La diferencia entre la estatura de mi madre y la mía es alarmante. Medimos 1.56 y 1.81m, respectivamente. “Alarmante” es un adjetivo adecuado para calificar dicha disparidad longitudinal, pero “angustiante” resulta todavía más apropiado porque consigue encapsular en una sola palabra el efecto que me victimiza cuando me le acerco para saludarla. No importa si lo anterior ocurre en público o en privado, en el vestíbulo de un aeropuerto o en su cocina. Invariablemente, antes de llevar a cabo este gesto ceremonial, calculo el número de pasos que nos separan y el momento preciso en el cual deberé detener mi cuerpo para evitar un impacto indecoroso (cuando estamos de pie su vientre y mis genitales se encuentran alineados en la misma altura, aproximadamente a 88cms sobre el nivel de piso terminado). Al verla sonrío, extiendo los brazos y disminuyo la velocidad de mi andar un metro antes de la colisión anatómica. Me toma apenas un segundo establecer a mi pelvis como centro de gravedad y también como el punto que le servirá a mi cuerpo para determinar la inclinación necesaria de mi torso que mantendrá a mi pene y testículos alejados del vientre de mi madre. No lo sé de cierto, pero estimo que el ángulo de inclinación referido es de entre 15 y 20 grados. Esta especie de fobia, algunos años atrás, me llevó a escribir una ficción breve titulada El tamaño de la familia, en la cual describo el momento en que un joven se acerca a su madre para darle un abrazo después de ser declarado campeón al final de un torneo de lucha grecorromana. En ese preciso momento ella repara en la volumetría genital de su hijo cuando hace contacto contra su vientre, una desgracia que, en mi opinión, es todavía más ominosa, tanto que opaca a cualquiera de las ocurridas en las tragedias de Esquilo, Sófocles o Eurípides. El protagonista del texto puede ser asimilado como mi antítesis perfecta, pues ignora la existencia de este Pánico Antiedípico-Genital, el cual ha gobernado mi comportamiento desde la infancia.

***

Luis Panini (Monterrey, México, 1978) Escritor y arquitecto. Su primer libro obtuvo el Premio Nuevo León de Literatura 2008. En 2014 fue elegido por la revista La Tempestad como el escritor emergente del año. Es egresado de la licenciatura en Arquitectura de la Universidad Autónoma de Nuevo León y realizó estudios de posgrado en la Universidad de Kentucky y la Herbstakademie en Estados Unidos y Alemania, respectivamente.
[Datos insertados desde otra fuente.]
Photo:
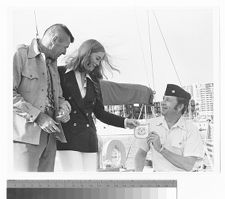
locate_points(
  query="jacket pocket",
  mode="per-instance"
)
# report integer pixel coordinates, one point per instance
(29, 81)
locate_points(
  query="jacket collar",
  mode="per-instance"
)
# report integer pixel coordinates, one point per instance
(180, 123)
(33, 50)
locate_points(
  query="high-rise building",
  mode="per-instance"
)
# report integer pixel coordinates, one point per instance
(202, 94)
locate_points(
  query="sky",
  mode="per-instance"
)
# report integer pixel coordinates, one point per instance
(132, 38)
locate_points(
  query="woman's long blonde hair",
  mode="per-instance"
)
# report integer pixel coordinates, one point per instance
(78, 59)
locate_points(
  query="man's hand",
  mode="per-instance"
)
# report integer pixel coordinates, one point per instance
(46, 123)
(63, 116)
(154, 139)
(131, 123)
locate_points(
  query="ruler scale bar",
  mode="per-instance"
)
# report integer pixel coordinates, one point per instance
(90, 183)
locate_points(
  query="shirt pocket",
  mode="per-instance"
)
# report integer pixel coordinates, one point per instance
(177, 145)
(29, 81)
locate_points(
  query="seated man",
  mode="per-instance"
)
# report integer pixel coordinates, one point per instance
(174, 141)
Textos suyos han aparecido en publicaciones periódicas del país y del extranjero: Luvina, La Tempestad, Arquitrave, Casa del Tiempo, Vice, Metrópolis, Pez Banana, HTMLGIANT, Posdata, Guardagujas, Shandy, [out of nothing], Construction, etc. Ha publicado tres colecciones de ficción breve: 'Terrible anatómica' (Conarte, 2009), 'Mala fe sensacional' (Fondo Editorial Tierra Adentro, 2010) y 'Función de repulsa' (Libros Malaletra, 2015).

 

[1] Según san Agustín, el peccatum originale está vinculado a la concupiscencia y es a través del placer de la carne que su transmisión ocurre, es decir, el semen es el responsable de trasladarlo de una generación a otra para hacer de la humanidad una massa damnata.